- Laguna Location within the state of Arizona Laguna Laguna (the United States)
- Coordinates: 32°49′08″N 114°29′08″W﻿ / ﻿32.81889°N 114.48556°W
- Country: United States
- State: Arizona
- County: Yuma
- Elevation: 157 ft (48 m)
- Time zone: UTC-7 (Mountain (MST))
- • Summer (DST): UTC-7 (MST)
- ZIP codes: 85369
- Area code: 928
- FIPS code: 04-39230
- GNIS feature ID: 25329

= Laguna, Yuma County, Arizona =

Laguna is a populated place situated in Yuma County, Arizona, United States. It is one of two places in Arizona with this name, the other being located in Pinal County. It has an estimated elevation of 1608 ft above sea level.

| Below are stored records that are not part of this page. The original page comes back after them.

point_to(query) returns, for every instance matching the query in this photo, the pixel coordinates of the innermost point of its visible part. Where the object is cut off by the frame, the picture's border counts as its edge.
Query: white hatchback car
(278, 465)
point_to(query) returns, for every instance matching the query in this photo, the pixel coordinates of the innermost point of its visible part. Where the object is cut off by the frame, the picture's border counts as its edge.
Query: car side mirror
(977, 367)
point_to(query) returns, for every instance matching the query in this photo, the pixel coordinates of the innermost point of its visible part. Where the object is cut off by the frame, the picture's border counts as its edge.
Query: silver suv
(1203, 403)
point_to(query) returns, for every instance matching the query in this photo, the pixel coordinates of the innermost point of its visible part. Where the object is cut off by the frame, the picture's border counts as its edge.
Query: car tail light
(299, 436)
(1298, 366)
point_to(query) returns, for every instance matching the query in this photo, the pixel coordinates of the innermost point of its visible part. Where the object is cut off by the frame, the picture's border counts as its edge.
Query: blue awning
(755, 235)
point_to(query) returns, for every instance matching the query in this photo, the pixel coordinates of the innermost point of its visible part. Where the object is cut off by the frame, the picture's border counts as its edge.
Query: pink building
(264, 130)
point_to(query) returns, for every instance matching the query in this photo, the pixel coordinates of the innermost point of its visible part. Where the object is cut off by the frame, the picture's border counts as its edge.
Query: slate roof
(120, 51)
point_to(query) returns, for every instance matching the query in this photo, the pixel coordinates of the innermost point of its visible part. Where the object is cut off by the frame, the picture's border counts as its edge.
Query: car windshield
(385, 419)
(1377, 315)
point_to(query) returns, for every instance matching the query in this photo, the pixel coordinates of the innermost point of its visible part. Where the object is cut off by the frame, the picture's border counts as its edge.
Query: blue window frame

Gold placers were discovered in the area in 1850s, which led to the settlement coming into existence in the 1860s as a mining town. Laguna was located near the site of what would become the Laguna Diversion Dam, on the Colorado River, at the west end of the Laguna Mountains. One of the facilities comprising the U.S.'s Desert Training Center, Camp Laguna, was named after this location and the nearby mountains of the same name.

==Education==
Laguna is served by the Yuma Elementary School District and the Yuma Union High School District.